Today’s eco calendar is thin. German April production will show the full impact of the corona crisis but are outdated. Later this week, the eco calendar remains moderately interesting, with Wednesday’s Fed decision probably the key topic for (FX) trading. The Fed will reconfirm its commitment to support the economy as necessary. However, Friday’s strong payrolls (and some other constructive data of late) and easy monetary conditions due to the risk rally reduce the need for aggressive action in the very near future. This might pause the USD downtrend.
Of late, EUR/USD moved from the lower to the higher section of the 1.0727/1.1495 MT range. The strong payrolls blocked the EUR/USD rally. Some consolidation might be on the cards with EUR/USD 1.1133 (38% retracement since 1.0727) a first important support which should hold to keep the EUR/USD picture constructive MT.
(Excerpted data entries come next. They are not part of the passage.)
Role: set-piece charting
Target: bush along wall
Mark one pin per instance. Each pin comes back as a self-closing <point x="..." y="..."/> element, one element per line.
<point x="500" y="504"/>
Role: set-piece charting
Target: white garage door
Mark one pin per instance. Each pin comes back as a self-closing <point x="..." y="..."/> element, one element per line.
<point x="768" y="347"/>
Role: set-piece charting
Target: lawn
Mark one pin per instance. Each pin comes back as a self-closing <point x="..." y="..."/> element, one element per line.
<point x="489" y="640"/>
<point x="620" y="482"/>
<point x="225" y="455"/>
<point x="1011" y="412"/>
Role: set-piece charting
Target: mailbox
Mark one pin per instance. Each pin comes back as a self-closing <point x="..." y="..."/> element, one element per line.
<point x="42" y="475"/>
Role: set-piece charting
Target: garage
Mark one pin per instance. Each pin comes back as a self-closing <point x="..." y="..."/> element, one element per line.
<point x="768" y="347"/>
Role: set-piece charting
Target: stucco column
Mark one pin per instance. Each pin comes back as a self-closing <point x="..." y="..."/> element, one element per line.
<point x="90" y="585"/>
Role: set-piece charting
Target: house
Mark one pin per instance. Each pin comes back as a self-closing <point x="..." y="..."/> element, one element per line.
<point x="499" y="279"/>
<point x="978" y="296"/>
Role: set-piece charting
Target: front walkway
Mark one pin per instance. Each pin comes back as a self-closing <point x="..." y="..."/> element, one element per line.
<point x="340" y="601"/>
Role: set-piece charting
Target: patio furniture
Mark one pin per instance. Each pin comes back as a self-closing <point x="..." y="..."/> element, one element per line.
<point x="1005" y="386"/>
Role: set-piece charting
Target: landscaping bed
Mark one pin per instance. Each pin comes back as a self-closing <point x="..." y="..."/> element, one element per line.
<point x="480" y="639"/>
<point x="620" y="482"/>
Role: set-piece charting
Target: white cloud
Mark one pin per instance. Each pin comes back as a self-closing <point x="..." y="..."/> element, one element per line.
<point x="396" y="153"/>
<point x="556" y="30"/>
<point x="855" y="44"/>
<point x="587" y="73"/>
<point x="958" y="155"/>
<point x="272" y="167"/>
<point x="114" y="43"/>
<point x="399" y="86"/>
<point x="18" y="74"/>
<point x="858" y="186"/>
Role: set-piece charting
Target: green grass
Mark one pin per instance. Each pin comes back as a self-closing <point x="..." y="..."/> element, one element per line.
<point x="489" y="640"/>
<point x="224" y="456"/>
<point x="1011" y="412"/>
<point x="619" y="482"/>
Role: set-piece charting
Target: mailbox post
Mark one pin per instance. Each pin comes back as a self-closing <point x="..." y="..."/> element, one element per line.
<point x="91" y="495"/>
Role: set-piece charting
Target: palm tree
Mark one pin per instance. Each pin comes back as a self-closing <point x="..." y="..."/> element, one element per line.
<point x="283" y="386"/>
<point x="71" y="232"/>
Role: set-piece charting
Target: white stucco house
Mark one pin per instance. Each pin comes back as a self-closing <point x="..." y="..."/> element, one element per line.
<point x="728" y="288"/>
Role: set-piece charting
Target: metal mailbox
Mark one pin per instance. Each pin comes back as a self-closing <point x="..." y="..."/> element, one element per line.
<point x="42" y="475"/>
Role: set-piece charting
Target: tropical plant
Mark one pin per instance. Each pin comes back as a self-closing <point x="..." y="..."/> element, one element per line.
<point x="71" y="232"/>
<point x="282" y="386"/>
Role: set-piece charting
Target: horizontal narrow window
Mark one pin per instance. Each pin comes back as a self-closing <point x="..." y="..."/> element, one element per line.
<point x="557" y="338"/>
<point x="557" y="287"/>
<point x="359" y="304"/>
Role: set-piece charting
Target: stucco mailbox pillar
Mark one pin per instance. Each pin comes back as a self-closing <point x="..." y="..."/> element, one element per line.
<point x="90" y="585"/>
On Friday, sterling succeeded a remarkable rebound. EUR/GBP dropped from the 0.90 area to the 0.89 area. The UK and EU didn’t make progress in latest round of Brexit negotiations, but some comments indicated that both parties continue to try finding common ground. Friday’s GBP rebound probably says more on the market positioning rather than on any Brexit progress. Some most further technical EUR/GBP correction might continue, but we don’t expect to move to have strong legs.
EUR/USD: rally blocked after strong USD payrolls.